Aerated plant tissue samples from Field 1 were collected in the fall of 2024. The analysis provides a snapshot of the physiological status of the plants at the time of sampling. Laboratory results indicate a deficiency in sulfur, while nitrogen, potassium, phosphorus, and magnesium levels were found to be sufficient. The field's location within a gray luvisolic soil zone likely contributes to the observed sulfur deficiency, as this soil type is commonly characterized by low sulfur availability. It is also noted that poor root development or inadequate drainage could lead to a sulfur deficiency.

Non-aerated plant tissue samples from Field 1 were collected in the fall of 2024. The analysis reflects the nutrient status of the plants at the time of sampling. Results indicate a deficiency in sulfur and a low concentration of magnesium, while levels of other assessed nutrients were within sufficient ranges. A deficiency on sulfur and low magnesium could be due to poor drainage, in which aeration may be helpful.

Pollinator blend being floated on, on May 29th

This blend was also designed to encourage bees to the area. We partnered with the Alberta Native Bee Council to set up and monitor a bee trap over the summer, this is a province wide project.  The trap was installed in a location that was protected from disturbance, and every 2 weeks it would be emptied. Samples were stored in the fridge and sent to the Bee Council at the end of the season. The goal for this project is to get an idea of the wild bee populations throughout the province. With a survey covering a large geographic area they can acquire a single season snapshot of bee populations. A special thanks to Raymond Chittick who donated his time to float the blend on our site.

FINAL THOUGHTS

We will continue monitoring the aerated and non-aerated fields throughout 2025 to assess long-term soil and plant responses. It is unlikely that significant differences will be observed during the first season of aerating, continuous monitoring will be essential.

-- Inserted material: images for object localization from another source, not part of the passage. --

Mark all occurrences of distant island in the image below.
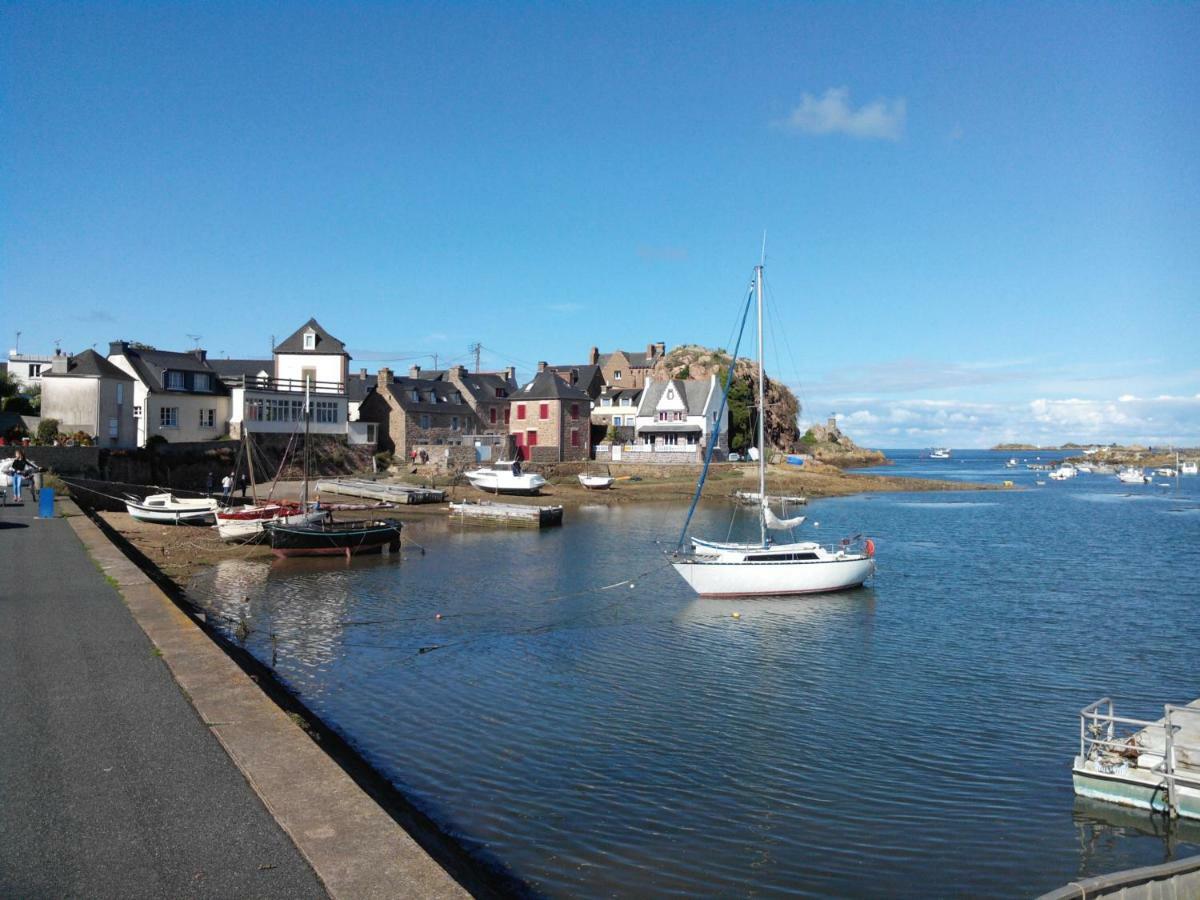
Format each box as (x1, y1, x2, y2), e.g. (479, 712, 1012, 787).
(991, 442, 1113, 451)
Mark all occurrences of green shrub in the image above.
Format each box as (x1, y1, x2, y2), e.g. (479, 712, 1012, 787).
(36, 418, 60, 445)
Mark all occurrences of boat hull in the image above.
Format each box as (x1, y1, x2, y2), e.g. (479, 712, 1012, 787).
(465, 474, 546, 495)
(671, 555, 875, 597)
(126, 494, 219, 525)
(266, 519, 403, 558)
(216, 509, 327, 542)
(578, 475, 614, 490)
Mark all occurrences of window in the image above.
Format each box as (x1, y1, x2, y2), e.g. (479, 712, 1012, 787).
(116, 383, 124, 405)
(504, 407, 511, 424)
(165, 371, 184, 390)
(602, 397, 612, 407)
(489, 408, 497, 424)
(29, 363, 43, 378)
(516, 404, 526, 421)
(160, 406, 178, 427)
(133, 405, 143, 418)
(303, 330, 316, 350)
(199, 409, 215, 428)
(666, 388, 674, 400)
(193, 373, 211, 392)
(451, 416, 460, 431)
(570, 428, 580, 447)
(108, 418, 119, 438)
(494, 387, 507, 398)
(314, 400, 339, 424)
(613, 370, 622, 381)
(420, 413, 431, 428)
(539, 403, 549, 420)
(570, 403, 579, 419)
(410, 390, 420, 403)
(613, 416, 622, 426)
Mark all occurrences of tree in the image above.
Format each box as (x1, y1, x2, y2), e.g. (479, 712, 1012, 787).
(0, 371, 19, 402)
(3, 395, 34, 415)
(36, 418, 60, 445)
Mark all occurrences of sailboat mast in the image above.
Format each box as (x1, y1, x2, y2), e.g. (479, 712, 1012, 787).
(756, 264, 767, 547)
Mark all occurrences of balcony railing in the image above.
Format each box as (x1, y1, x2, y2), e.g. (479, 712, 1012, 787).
(221, 375, 345, 395)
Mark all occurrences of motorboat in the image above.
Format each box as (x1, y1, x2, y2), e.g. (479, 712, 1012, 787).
(669, 261, 875, 597)
(1182, 461, 1198, 476)
(215, 502, 329, 542)
(1116, 467, 1150, 485)
(125, 493, 219, 525)
(265, 518, 403, 558)
(1155, 467, 1177, 478)
(1048, 464, 1077, 480)
(1005, 458, 1019, 468)
(465, 460, 547, 495)
(930, 448, 951, 459)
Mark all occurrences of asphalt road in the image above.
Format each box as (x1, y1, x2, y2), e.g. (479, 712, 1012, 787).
(0, 497, 327, 898)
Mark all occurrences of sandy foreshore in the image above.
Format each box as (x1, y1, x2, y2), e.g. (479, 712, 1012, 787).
(94, 462, 1000, 592)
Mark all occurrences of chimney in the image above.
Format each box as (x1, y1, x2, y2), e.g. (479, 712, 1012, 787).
(537, 361, 548, 373)
(409, 364, 422, 378)
(646, 343, 654, 358)
(503, 366, 515, 383)
(192, 348, 207, 362)
(655, 341, 665, 358)
(570, 368, 578, 384)
(51, 350, 69, 375)
(451, 364, 467, 379)
(377, 367, 392, 389)
(359, 367, 367, 380)
(109, 340, 129, 357)
(589, 346, 599, 365)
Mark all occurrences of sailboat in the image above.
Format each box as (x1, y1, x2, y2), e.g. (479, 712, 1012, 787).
(670, 263, 875, 597)
(264, 387, 403, 559)
(215, 428, 327, 542)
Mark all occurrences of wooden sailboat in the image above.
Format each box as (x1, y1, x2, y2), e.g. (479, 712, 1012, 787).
(670, 263, 875, 597)
(215, 428, 327, 542)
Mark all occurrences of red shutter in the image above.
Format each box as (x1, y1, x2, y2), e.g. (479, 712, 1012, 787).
(517, 404, 526, 420)
(539, 403, 549, 420)
(490, 408, 497, 424)
(570, 428, 580, 447)
(504, 407, 511, 424)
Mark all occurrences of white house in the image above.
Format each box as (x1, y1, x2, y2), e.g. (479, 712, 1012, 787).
(40, 349, 137, 447)
(624, 375, 728, 462)
(107, 342, 230, 446)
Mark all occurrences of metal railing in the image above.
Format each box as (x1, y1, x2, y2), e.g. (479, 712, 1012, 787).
(221, 375, 345, 395)
(1079, 698, 1200, 818)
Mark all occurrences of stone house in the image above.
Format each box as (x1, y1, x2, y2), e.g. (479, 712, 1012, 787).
(358, 366, 480, 457)
(40, 349, 137, 447)
(413, 364, 518, 436)
(509, 369, 593, 462)
(544, 362, 605, 400)
(587, 342, 666, 390)
(615, 374, 728, 463)
(107, 342, 230, 446)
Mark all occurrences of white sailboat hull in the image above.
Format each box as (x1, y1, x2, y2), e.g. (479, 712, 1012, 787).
(672, 554, 875, 597)
(125, 493, 220, 525)
(465, 471, 547, 494)
(215, 509, 327, 542)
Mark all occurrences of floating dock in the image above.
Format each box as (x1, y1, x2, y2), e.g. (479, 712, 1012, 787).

Aeration is a non-chemical soil management practice that enhances root development by alleviating compaction. Additionally, it improves water infiltration and drainage, reducing surface runoff and mitigating soil erosion. By promoting nutrient cycling, aeration increases the bioavailability of essential nutrients for plant uptake. As outlined above, we anticipate observable differences between the two treatment blocks; however, measurable impacts may require several years to fully materialize.